As already pointed out, an enormous amount of solid rock has been removed from this region—thousands and thousands of feet. It was long ago planed down by the action of water, so that a table-land once existed of which the tops of the present mountains are isolated fragments. No other conclusion is possible. To the geologist every hill and valley throughout the whole length and breadth of the Highlands bears striking testimony to this enormous erosion. The explanation we are seeking may therefore be summed up in one word, "denudation." The valleys that now intersect the table-land have been carved out of it. If we could in imagination put back again onto the present surface what has been removed, we should have a mental picture of the Highlands as a wide, undulating table-land; and this rolling plain would suggest the bottom of the sea. The long flat surfaces of the Highland ridges, cut across the edges of inclined or even upright strata, are the fragments of a former base-line of erosion; that is, they represent the general submarine level to which the Highlands were reduced after exposure to the action of "rain and rivers," and finally of the sea. As the sea gradually spread over it, it planed down everything that had not been previously worn away, and so reduced the whole surface to one general level like the sea-bed of the present day. But it is not necessary to suppose that the whole region was under water at the same time, and it is probable that there were separate inland seas or lakes. In these the rocks of the Old Red Sandstone were formed; and they in their turn have suffered so much denudation that only patches and long strips of them are left on the borders of the Highlands.
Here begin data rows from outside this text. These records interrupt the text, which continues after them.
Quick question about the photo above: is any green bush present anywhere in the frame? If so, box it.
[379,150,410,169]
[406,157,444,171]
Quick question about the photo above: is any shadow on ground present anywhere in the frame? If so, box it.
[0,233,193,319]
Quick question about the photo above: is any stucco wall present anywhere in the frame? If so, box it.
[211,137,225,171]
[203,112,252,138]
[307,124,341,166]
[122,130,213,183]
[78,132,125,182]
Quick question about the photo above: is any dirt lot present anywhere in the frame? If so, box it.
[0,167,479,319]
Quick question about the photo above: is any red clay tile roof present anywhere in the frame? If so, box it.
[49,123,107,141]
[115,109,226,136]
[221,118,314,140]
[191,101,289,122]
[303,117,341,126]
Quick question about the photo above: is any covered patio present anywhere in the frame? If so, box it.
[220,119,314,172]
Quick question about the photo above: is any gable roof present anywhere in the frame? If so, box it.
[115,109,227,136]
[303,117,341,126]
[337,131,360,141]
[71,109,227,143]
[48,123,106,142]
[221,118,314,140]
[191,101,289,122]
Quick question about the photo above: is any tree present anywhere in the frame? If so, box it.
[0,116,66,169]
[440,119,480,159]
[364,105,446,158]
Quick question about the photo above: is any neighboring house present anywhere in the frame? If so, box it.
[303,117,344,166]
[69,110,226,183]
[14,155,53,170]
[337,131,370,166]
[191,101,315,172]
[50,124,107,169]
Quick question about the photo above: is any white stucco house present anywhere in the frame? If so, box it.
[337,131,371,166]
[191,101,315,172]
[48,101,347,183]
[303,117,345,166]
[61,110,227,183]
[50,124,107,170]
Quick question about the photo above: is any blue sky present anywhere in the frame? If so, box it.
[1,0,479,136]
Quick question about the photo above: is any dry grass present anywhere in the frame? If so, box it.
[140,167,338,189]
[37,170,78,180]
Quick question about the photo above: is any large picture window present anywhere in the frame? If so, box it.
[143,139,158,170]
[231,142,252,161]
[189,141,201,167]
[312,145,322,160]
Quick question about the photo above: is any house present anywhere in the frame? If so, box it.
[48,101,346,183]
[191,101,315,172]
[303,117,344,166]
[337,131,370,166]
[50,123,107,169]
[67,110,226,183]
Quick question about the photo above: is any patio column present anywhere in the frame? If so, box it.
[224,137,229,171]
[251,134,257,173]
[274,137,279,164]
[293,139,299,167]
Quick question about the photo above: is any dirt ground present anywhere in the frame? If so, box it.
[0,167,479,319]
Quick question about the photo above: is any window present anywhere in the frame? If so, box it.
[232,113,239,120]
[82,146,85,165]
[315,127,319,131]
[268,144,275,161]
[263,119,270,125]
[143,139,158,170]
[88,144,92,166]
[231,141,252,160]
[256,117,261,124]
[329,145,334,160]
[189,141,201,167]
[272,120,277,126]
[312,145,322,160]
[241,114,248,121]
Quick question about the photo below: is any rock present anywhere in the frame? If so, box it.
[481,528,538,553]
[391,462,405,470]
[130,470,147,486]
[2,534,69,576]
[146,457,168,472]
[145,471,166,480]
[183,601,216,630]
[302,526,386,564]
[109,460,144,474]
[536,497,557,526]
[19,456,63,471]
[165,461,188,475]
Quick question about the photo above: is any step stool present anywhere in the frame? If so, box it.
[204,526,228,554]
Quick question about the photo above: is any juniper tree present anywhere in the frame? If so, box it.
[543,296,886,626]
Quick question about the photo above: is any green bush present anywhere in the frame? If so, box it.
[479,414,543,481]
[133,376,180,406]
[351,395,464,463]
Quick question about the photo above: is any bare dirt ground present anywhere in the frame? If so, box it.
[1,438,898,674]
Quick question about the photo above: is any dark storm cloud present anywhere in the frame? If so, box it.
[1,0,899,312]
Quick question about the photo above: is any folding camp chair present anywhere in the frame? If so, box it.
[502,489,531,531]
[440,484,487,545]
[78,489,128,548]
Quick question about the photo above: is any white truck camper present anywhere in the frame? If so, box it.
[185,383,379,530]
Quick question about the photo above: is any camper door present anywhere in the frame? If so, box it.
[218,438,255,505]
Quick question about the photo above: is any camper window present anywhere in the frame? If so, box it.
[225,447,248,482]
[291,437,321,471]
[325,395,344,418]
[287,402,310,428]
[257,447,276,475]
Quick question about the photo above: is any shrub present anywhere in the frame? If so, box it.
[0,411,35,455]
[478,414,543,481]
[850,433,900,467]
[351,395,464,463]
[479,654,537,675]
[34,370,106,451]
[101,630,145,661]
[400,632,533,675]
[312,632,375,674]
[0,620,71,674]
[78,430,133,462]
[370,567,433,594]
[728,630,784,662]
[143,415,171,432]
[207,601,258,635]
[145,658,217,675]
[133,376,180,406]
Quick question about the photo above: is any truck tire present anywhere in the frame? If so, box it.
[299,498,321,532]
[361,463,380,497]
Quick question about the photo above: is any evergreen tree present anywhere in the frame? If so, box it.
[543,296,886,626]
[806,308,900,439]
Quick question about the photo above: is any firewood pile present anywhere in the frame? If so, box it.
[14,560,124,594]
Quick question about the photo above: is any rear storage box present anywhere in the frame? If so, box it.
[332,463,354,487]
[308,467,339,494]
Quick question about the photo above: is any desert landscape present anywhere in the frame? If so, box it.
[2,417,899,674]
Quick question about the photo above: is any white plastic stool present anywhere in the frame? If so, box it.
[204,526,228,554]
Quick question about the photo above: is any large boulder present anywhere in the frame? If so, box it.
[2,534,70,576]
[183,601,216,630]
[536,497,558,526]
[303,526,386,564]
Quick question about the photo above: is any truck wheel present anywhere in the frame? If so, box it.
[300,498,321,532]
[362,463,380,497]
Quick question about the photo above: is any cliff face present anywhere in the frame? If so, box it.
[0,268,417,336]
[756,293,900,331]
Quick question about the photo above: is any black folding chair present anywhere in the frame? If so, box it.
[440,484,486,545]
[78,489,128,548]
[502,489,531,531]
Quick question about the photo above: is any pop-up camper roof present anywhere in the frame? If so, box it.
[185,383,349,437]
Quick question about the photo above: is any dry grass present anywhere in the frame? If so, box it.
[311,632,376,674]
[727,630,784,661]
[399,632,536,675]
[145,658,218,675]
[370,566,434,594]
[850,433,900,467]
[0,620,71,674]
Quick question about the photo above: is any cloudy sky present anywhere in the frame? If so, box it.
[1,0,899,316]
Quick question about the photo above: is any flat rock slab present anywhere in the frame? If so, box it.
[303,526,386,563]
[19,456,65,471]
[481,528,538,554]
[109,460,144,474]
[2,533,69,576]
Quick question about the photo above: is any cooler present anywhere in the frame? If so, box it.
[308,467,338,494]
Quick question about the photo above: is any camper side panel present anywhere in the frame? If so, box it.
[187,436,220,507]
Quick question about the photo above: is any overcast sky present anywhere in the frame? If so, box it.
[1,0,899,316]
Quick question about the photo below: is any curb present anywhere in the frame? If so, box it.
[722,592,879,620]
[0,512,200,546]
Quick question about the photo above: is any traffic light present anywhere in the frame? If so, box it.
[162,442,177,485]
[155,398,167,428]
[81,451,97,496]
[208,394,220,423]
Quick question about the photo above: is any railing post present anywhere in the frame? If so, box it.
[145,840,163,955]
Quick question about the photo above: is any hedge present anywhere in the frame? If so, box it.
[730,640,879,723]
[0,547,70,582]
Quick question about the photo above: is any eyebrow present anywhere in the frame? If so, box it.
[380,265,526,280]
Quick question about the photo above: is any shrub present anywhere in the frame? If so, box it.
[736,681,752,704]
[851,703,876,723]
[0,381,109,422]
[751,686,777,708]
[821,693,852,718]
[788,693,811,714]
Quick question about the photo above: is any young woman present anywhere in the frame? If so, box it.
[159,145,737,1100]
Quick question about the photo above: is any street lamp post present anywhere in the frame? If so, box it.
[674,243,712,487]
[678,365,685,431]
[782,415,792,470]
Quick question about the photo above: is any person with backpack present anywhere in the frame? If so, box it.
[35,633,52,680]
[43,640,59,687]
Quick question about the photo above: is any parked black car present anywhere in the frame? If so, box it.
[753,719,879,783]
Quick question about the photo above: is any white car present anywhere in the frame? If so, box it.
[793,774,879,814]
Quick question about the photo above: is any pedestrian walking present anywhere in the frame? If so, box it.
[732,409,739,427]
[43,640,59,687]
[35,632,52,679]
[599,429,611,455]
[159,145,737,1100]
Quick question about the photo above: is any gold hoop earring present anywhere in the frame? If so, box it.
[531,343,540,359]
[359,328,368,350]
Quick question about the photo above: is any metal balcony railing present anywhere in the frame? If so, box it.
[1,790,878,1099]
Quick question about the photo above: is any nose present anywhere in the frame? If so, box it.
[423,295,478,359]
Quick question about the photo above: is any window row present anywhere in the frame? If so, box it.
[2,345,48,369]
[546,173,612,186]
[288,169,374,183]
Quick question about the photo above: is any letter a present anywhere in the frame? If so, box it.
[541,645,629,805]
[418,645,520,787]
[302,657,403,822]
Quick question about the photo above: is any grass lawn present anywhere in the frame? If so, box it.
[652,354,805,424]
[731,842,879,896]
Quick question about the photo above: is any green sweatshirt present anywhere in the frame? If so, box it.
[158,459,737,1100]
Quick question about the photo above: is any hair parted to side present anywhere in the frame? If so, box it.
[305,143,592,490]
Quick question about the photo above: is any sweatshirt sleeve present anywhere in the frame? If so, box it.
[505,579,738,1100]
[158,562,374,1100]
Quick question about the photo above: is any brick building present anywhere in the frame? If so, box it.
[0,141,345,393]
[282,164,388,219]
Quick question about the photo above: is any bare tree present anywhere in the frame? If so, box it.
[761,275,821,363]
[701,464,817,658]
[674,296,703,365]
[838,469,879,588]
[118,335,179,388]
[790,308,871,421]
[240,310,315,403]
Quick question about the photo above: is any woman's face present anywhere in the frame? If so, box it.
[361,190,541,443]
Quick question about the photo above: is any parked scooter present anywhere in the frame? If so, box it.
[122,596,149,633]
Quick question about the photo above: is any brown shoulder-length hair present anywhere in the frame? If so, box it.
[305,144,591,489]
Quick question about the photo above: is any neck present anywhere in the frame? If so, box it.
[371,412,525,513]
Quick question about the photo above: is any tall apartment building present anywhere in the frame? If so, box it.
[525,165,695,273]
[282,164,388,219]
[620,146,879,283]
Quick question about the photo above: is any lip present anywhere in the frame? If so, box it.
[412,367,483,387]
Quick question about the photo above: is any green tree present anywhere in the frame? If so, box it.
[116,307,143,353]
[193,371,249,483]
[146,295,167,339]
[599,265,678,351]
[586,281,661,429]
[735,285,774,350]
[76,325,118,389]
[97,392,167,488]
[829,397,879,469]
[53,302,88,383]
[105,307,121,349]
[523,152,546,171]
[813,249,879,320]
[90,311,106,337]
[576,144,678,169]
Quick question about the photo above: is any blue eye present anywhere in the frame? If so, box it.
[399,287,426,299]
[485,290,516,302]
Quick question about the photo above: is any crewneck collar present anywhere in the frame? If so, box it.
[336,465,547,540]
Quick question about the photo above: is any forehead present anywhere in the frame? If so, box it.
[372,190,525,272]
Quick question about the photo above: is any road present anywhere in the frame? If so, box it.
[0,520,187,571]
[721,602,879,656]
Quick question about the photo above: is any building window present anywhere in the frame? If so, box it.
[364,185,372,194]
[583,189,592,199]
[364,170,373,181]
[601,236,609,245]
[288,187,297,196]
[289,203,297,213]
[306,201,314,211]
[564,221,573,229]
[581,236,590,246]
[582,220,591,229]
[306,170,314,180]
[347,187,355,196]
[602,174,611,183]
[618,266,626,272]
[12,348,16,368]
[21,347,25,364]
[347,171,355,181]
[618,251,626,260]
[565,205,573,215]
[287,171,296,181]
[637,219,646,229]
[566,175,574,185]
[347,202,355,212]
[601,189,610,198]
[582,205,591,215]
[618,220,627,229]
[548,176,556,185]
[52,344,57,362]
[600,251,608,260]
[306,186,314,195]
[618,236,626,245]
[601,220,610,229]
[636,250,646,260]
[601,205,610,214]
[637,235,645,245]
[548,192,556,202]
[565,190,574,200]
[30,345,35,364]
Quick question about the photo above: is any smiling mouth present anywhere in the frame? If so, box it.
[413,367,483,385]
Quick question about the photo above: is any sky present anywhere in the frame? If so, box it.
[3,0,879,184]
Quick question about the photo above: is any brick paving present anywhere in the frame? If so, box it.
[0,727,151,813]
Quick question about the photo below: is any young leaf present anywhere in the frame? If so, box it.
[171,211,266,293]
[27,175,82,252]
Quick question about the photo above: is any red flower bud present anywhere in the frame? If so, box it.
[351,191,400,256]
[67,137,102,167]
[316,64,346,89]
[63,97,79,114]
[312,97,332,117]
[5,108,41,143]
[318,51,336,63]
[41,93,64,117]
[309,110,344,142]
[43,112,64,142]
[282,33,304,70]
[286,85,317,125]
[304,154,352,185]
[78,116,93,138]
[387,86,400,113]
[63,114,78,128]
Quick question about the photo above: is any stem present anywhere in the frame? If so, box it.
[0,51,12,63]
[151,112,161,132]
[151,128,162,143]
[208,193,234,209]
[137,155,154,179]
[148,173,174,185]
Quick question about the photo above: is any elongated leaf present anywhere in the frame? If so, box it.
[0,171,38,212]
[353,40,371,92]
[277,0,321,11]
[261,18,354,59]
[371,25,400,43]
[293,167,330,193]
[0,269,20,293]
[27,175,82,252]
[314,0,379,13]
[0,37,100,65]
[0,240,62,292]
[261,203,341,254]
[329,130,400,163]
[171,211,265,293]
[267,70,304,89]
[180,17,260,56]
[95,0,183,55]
Before we speak of individual mountains and their shapes, it is important to bear in mind another fact about mountain-chains; namely, that they are very low in proportion to their breadth and length. The great heights reached by some mountains produce such a powerful impression on our senses that we hardly realise how very insignificant they really are. It is only by drawing them on a true scale that we can realise this. The surface of the earth is so vast that even the highest mountains are in proportion but as the little roughnesses on the skin of an orange. Fig. 2 (see chap, vii., p. [236]) represents a section through the Highlands, drawn on the same scale for height as for length.


What has been said about the Highland plateau applies equally well to many other mountain-ranges. Mr. Ruskin observed something rather similar in the Alps. He says,—

"The longer I stayed in the Alps, and the more closely I examined them, the more I was struck by the one broad fact of there being a vast Alpine plateau, or mass of elevated land, upon which nearly all the highest peaks stood like children set upon a table, removed, in most cases, far back from the edge of the plateau, as if for fear of their falling; ... and for the most part the great peaks are not allowed to come to the edge of it, but remain like the keeps of castles, withdrawn, surrounded league beyond league by comparatively level fields of mountains, over which the lapping sheets of glaciers writhe and flow, foaming about the feet of the dark central crests like the surf of an enormous sea-breaker hurled over a rounded rock and islanding some fragment of it in the midst. And the result of this arrangement is a kind of division of the whole of Switzerland into an upper and a lower mountain world,—the lower world consisting of rich valleys, bordered by steep but easily accessible, wooded banks of mountain, more or less divided by ravines, through which glimpses are caught of the higher Alps; the upper world, reached after the first steep banks of three thousand or four thousand feet in height have been surmounted, consisting of comparatively level but most desolate tracts of moor and rock, half covered by glacier, and stretching to the feet of the true pinnacles of the chain."

He then points out the wisdom of this arrangement, and shows how it protects the inhabitants from falling blocks and avalanches; and moreover, the masses of snow, if cast down at once into the warmer air, would melt too fast and cause furious inundations.